Anche nella casa delle suore, tutte le sere arrivano due poliziotti per garantire la sicurezza notturna. Ormai è diventata una routine e non ci fanno più nemmeno caso. «Quando ci hanno proposto di venire a Wajir abbiamo scelto, secondo il nostro carisma, di portare avanti soprattutto le iniziative sanitarie. È un onore e una responsabilità, per noi, farlo nel solco di Annalena». Poco distante, vicino al piccolo aeroporto, le suore di Sant’Anna sono l’unica altra presenza cristiana nella zona. Si dedicano soprattutto all’istruzione, così come Qali Mohamed, una delle “figlie” amatissime di Annalena, oggi responsabile della scuola per sordomuti. «La mia famiglia viveva nel deserto, in una capannuccia fatta con pochi rami. La mamma era morta e il papà molto anziano. Annalena ha chiesto agli anziani di portarmi con sé per farmi studiare, una cosa che all’epoca era praticamente preclusa alle bambine. Sono cresciuta con altri “figlie” e figlie” di Annalena e sono riuscita ad arrivare sino all’università», ricorda oggi con orgoglio e riconoscenza, ma anche con la fatica di portare avanti una scuola con più di 200 disabili in un contesto che tende a rifiutarli.
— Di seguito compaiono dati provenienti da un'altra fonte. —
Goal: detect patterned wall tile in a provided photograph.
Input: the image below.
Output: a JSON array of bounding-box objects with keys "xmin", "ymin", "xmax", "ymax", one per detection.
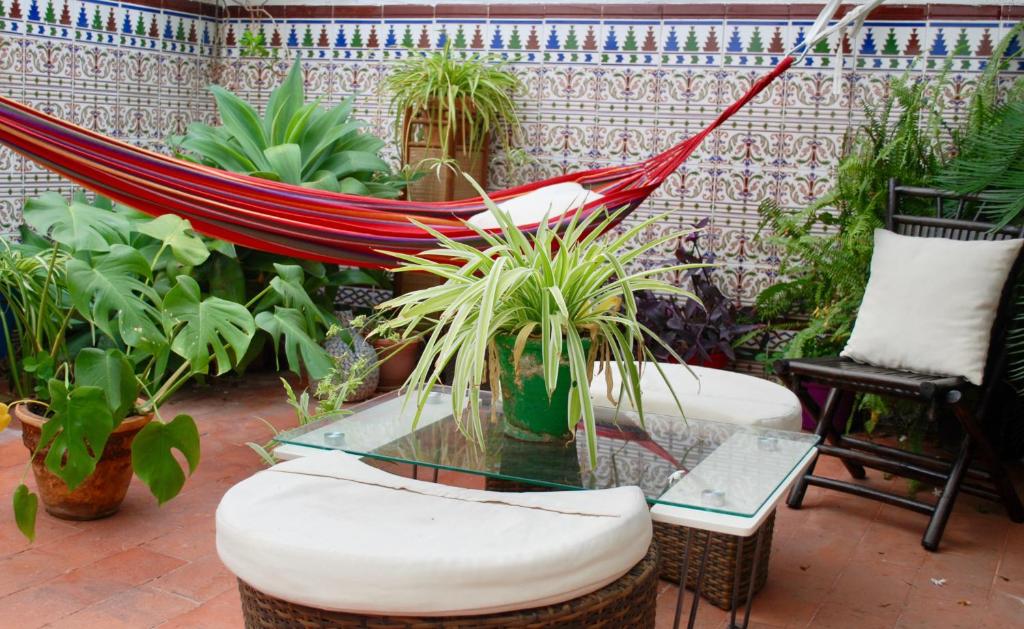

«Purtroppo - fa notare Qali - molti vengono tuttora nascosti nei villaggi, ma le cose stanno lentamente cambiando». Le difficoltà però sono ancora enormi, anche perché la scuola non ha fondi né materiali e spesso il governo non fornisce neppure il cibo: «È stato uno shock per me quando espulsero Annalena nel 1985 in seguito al massacro di Wagalla!», ricorda con dispiacere. Un massacro perpetrato dai militari keniani nei confronti di una comunità locale, di cui Annalena fu testimone e che aveva denunciato. Per questo venne dichiarata persona non grata. Solo molti anni dopo, il governo del Kenya avrebbe riconosciuto le responsabilità dei militari e riabilitato pure Annalena, che nel frattempo, però, si era già trasferita in Somalia, dove visse tutte le tragiche vicende della caduta di Siad Barre, per poi trasferirsi a Borama nel 1996. In questo angolo di Somaliland, aveva ripreso tutte le sue attività con grande impegno e abnegazione e aveva continuato a portare avanti nel nascondimento - lei, unica cristiana - una testimonianza autentica di fede “rocciosa” sino alle estreme conseguenze. Proprio nel cortile del suo amato TB Centre - il miglior centro antitubercolare di tutta la Somalia - Annalena trovò la morte nella sera del 5 ottobre 2003 per mano di due sicari che verranno successivamente condannati.